The committee’s database searches used the National Library of Medicine’s Medical Subject Headings (MeSH) keyword nomenclature developed for MEDLINE. Searches included terms for drug interventions, psychotherapy interventions, and study design, and were limited to studies published in English, after 1980,2 and conducted in adult populations (≥18 years old). The committee also reviewed selected reference lists of relevant review articles, meta-analyses, and books. The committee did not undertake a systematic search for unpublished data. A more detailed explanation of this search can be found in Appendix B. Databases consulted include:
EMBASE (Excerpta Medica),
Cochrane Database of Systematic Reviews,
Cochrane Controlled Trials Register,
National Technical Information Service (NTIS),
Social service abstracts, and
Database of Abstracts of Reviews of Effectiveness (DARE).

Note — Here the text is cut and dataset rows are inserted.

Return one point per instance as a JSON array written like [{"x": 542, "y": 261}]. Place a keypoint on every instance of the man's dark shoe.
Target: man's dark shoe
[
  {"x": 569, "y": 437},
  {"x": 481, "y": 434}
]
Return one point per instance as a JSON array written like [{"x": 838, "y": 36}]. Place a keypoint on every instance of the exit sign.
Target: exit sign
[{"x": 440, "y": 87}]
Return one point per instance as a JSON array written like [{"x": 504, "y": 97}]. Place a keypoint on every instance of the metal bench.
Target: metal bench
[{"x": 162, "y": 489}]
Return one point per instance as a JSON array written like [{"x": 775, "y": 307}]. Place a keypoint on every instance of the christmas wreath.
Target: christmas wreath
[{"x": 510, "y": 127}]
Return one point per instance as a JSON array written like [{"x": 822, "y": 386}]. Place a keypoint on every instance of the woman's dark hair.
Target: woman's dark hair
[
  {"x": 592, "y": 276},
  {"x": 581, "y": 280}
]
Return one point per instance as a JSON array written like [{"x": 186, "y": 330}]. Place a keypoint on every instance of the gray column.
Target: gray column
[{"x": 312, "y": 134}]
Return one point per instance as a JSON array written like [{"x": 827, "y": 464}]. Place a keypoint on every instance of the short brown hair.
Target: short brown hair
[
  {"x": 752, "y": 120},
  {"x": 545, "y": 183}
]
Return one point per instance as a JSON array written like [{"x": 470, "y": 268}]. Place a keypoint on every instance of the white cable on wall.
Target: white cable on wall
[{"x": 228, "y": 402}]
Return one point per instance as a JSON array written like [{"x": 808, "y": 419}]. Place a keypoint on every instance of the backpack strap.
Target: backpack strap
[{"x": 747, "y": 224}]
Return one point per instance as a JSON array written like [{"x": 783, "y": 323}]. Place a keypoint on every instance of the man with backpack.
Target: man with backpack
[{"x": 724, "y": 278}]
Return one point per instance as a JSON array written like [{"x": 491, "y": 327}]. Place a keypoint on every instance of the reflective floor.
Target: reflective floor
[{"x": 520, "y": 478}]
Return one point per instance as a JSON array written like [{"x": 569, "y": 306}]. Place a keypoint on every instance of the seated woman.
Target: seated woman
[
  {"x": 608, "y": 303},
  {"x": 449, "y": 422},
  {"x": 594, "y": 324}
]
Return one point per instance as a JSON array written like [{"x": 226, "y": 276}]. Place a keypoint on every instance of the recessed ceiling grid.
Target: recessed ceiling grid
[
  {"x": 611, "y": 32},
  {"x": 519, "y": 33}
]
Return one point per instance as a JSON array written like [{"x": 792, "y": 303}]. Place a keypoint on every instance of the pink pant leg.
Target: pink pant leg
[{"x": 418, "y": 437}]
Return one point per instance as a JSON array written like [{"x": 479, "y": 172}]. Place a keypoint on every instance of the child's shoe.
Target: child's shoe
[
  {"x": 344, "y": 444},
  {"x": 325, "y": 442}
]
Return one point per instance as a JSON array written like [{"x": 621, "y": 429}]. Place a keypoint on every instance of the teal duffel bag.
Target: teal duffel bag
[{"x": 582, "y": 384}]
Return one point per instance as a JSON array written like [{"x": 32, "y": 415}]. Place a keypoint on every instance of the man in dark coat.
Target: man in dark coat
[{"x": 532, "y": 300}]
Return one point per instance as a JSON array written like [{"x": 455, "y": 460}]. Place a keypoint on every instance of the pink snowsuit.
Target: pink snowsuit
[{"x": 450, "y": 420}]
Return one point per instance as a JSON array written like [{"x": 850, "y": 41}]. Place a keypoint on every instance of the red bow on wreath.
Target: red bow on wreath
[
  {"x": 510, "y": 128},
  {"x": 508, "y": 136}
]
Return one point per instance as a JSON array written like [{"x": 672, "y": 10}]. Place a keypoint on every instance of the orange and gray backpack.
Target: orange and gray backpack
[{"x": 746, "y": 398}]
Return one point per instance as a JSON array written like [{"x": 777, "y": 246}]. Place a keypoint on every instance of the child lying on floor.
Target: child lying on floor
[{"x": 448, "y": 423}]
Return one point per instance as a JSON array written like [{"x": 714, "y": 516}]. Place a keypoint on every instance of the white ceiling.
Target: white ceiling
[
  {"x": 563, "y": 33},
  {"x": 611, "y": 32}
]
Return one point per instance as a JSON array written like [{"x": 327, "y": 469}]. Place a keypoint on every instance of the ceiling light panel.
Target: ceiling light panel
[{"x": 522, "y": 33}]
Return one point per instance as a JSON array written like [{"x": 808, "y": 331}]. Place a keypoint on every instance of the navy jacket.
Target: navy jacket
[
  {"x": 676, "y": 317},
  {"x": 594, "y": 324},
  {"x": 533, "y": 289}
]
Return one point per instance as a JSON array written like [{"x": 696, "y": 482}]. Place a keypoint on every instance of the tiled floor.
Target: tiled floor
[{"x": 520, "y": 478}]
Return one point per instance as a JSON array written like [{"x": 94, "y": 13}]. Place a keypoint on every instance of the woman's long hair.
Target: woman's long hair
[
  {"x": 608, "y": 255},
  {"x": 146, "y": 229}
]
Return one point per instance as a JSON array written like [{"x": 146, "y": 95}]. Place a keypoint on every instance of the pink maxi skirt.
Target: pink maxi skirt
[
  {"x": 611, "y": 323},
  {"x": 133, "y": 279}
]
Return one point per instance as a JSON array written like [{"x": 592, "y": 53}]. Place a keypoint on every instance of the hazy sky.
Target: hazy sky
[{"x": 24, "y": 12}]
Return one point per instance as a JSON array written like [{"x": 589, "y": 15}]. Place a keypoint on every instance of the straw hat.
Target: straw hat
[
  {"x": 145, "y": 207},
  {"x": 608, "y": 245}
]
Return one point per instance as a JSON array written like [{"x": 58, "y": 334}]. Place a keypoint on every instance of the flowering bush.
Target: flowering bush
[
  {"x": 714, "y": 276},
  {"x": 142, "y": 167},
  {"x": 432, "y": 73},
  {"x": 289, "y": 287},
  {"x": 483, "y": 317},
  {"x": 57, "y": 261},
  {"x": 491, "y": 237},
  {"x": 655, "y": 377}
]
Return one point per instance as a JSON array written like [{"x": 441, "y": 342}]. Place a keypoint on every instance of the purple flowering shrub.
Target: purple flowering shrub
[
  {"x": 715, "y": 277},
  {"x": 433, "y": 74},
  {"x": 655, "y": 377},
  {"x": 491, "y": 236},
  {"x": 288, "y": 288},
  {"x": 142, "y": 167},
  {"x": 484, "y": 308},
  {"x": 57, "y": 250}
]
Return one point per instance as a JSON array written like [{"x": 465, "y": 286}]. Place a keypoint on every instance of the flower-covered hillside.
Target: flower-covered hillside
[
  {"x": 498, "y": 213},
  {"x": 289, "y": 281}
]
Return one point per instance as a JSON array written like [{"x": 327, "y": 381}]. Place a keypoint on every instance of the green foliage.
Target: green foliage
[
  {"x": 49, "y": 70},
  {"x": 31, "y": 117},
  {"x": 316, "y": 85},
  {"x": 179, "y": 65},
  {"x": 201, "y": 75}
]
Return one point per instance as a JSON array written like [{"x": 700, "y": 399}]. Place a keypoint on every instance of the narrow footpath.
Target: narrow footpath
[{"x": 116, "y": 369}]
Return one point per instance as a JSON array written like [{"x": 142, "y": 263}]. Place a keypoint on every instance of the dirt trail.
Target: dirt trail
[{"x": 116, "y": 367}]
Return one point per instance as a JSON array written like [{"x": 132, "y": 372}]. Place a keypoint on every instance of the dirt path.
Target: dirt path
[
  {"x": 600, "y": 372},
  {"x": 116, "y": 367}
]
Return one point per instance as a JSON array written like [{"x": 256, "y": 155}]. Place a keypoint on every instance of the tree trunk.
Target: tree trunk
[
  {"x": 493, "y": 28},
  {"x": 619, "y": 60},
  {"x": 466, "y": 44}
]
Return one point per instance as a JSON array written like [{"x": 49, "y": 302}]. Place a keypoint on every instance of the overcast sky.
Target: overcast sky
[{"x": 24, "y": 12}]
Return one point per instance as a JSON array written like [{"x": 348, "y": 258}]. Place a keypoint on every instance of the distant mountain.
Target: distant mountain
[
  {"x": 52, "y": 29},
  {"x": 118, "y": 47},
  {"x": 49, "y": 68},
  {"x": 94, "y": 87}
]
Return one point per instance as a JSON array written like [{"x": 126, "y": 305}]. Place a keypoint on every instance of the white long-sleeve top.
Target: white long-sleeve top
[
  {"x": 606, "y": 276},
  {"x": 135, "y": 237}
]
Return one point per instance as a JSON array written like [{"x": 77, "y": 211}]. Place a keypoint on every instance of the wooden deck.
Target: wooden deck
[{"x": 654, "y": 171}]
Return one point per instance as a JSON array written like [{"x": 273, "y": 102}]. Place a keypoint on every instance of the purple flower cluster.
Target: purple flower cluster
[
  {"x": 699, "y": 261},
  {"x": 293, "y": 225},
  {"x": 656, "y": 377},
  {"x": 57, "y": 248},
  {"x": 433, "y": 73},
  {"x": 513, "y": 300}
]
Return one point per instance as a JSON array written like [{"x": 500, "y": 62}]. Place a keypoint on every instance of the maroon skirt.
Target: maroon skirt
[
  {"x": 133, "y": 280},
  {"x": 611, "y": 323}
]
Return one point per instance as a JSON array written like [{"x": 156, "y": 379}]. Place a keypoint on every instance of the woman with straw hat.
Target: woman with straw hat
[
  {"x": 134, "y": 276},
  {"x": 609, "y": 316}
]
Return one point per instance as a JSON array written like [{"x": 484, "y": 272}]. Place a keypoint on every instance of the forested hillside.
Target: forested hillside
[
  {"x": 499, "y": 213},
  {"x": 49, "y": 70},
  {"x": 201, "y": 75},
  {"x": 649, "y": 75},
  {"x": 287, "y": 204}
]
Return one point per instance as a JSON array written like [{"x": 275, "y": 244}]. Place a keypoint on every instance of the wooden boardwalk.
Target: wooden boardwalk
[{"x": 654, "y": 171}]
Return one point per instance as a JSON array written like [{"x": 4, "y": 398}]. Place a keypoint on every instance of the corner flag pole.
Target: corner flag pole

The searches identified a total of 2,771 sources. All citations were imported into an electronic database (EndNote). Table 2-1 outlines the sources of the citations.
The committee developed criteria for inclusion and exclusion based on the patient populations and outcome measures (see Box 2-1 for specific criteria). Once the nonrelevant studies were eliminated—including those that were not on treatment (many were on assessment and diagnosis of PTSD, biologic markers for PTSD, or were not in a PTSD population)—each abstract was reviewed for relevance, and the full text was retrieved for all potentially relevant abstracts for further review, with the guidance of all committee members. Decisions to include and exclude studies were made by the committee.
This review focused on adult patients (ages 18 years and older) with PTSD diagnosed by the study investigators according to Diagnostic and Statistical Manual of Mental Disorders (DSM) criteria. That is why the committee’s search included only studies published beginning in 1980, when the first DSM definition was published. Studies with patients of mixed diagnoses (e.g., some with diagnosed PTSD, others subsyndromal) only were included if results were reported separately for the relevant subgroups.